In the figure, each side of square ABCD has length 1, the length of line Segment CE is 1, and the length of line segment BE is equal to the length of line segment DE. What is the area of the triangular region BCE?A. 1/3
B. \(\frac{\sqrt{2}}{4}\)
C. 1/2
D. \(\frac{\sqrt{2}}{2}\)
E. 3/4
Note that as BE=DE the triangles BCE and CDE are congruent (all three sides are equal) --> \(\angle{BCE}=\angle{DCE}\). So if we extend the line segment CE it will meet with the crosspoint of the diagonals, let's call it point O. Also note that EO will be perpendicular to BD, as diagonals in square make a right angle.
(The area of BCE) = (The area of BOE) - (The area of BOC).
Area of BOC is one fourth of the square's =\(\frac{1}{4}\).

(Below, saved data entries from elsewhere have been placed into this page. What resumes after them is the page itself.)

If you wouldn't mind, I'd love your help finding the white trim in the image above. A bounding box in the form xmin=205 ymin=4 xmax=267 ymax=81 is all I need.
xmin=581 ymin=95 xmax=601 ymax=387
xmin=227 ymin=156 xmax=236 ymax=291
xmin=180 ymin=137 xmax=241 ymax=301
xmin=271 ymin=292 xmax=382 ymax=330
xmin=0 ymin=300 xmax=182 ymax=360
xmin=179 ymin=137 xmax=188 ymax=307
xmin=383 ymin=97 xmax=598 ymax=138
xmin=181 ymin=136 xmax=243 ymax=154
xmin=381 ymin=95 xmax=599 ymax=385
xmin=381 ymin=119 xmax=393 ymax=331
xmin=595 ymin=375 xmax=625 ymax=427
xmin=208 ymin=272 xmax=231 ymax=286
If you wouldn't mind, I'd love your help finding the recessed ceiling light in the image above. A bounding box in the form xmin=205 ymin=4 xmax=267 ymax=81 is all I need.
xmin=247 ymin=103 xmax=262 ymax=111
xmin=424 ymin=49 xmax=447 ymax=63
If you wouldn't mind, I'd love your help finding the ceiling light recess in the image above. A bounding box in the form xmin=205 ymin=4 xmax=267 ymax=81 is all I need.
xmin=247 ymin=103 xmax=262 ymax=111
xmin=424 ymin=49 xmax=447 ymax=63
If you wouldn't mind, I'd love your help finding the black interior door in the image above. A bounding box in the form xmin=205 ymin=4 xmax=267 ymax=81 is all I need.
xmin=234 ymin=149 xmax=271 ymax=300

Area BOE, \(\frac{1}{2}*BO*EO\). \(BO=\frac{\sqrt{2}}{2}\), half of the diagonal of a square. \(EO=CE+CO=1+\frac{\sqrt{2}}{2}=\frac{2+\sqrt{2}}{2}\), CO is also half of the diagonal of a square.
So \(AreaBOE=\frac{1}{2}*BO*EO=\frac{1}{2}*\frac{\sqrt{2}}{2}*\frac{2+\sqrt{2}}{2}=\frac{\sqrt{2}+1}{4}\).
Area \(BCE=BOE-BOC=\frac{\sqrt{2}+1}{4}-\frac{1}{4}=\frac{\sqrt{2}}{4}\)
Answer: B.
Attachment:
The attachment Square ABCD.JPG is no longer available
Please, can you explain this in lame terms as to how the area of BOC is one forth and the diagonal part?